The first of the two headliners, Vuur, takes the stage after Evig Natt. Anneke seems to illuminate the venue like the sun, her presence full of energy and bright smiles. It’s impossible to be unaffected by the joyous mood. The band seems to rely on the music rather than on elaborate stage outfits, as all band members are dressed in plain black clothes, the only spot of colour the white stripes on the side of Anneke’s blouse. It works very well with the moody melodies and heavy riffs which are signature for Vuur. The band's name means Fire in Dutch, and they certainly burn with a steady, strong flame and warm up the stage.


The climax of the festival comes with the epic Viking metal of Leaves’ Eyes who take over the stage by storm and hold everyone captive with catchy melodies and plenty of interaction with the audience. They perform a good mix of old and new tracks, and I am very happy to hear an old favourite of mine, “Farewell Proud Men,” being performed once again along with recent songs like “Riders on the Wind” and “Jomsborg.” It’s always such a pleasure to see them live (and I have seen them six times so far, including MFVF Japan) and every single time I’m bowled over by the quality of their performance. There’s a change in the energy with the addition of the new vocalist Elina Siirala, and I find that I enjoy the new line-up even more. A shoutout to Micki Richter, who recently joined the band as a full-time member, replacing Pete Streit. I had a chance to have a really nice chat with him on the previous night in bar Median, and his cheerful and cheeky personality fits Leaves’ Eyes perfectly. That night, me and my two Japanese friends decided to go to the rock bar as a pre-festival warm-up, and ended up talking to him for a good while. He asked my friend if the Japanese girls threw underwear on stage, and she firmly replied that they did not. He then jokingly begged her to do it for him. She eventually agreed, bought a pair of underwear from the conbini and wrote “We love you, Micki” on them. So, in case you wonder about a certain photo of him holding a pair of pink undies – that’s the result of the aforementioned conversation.

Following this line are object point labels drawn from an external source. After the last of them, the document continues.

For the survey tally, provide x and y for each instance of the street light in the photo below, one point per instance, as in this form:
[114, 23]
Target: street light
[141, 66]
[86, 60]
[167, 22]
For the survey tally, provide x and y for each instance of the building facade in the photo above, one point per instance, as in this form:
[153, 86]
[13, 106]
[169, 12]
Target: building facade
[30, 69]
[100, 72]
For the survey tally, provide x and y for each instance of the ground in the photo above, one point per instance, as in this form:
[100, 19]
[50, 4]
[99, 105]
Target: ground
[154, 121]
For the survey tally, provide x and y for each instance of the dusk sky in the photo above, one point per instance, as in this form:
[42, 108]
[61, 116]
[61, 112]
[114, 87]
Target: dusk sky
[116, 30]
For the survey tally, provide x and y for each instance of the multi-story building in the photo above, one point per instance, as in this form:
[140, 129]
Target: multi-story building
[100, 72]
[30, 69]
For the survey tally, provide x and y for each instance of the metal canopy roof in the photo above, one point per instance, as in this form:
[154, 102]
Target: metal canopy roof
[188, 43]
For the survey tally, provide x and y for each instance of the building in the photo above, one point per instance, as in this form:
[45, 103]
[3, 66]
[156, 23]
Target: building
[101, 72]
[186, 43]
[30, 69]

Sadly, I manage to miss four out of six bands from the Tokyo leg of the fest, due to travelling delays. As I have seen Eleanor at MFVF before, and Sailing to Nowhere and Evig Natt the night before, the band I most regret missing is the all-female Mary’s Blood. Actually, when I arrive I am hoping that I will catch at least the last song, according to the schedule, but my friend tells me, “Oh, they finished ten minutes early.” I am gutted, but as they say in Japan, “Maa, shiyouganai.” It can’t be helped.

Vuur are once again brilliant and the Tokyo audience enjoys their show as much as the metal fans in Osaka the night before. Likewise, Leaves’ Eyes give their all for a second night in a row. In addition to Alex donning a Viking outfit again and wielding a sword as well as the microphone, they have a special treat for Tokyo – for several of the songs the band is joined on stage by fierce-looking Japanese Vikings. As Alex explained in his interview with me the night before the Osaka show, they are resident reenactors, as it’s a habit of Leaves’ Eyes’ to contact the local re-enactment scene and invite the members to contribute to the performance. It makes the show even more special, and I can see the pride in their faces (well, the ones not hidden by helmets, anyway).

As soon as the curtain closes for the final time, I start wishing for a second edition. Metal might be a niche genre, but metalheads are the most dedicated, passionate and courteous music fans in my experience, so they more than deserve a festival like that, organised with the abundance of love and commitment shown by Evoken de Valhall Production and Helcanen Val. And, judging by the all-round positive response, I am very hopeful that it is possible for Metal Female Voices Japan to become a regular fixture on the Japanese metal concert schedule.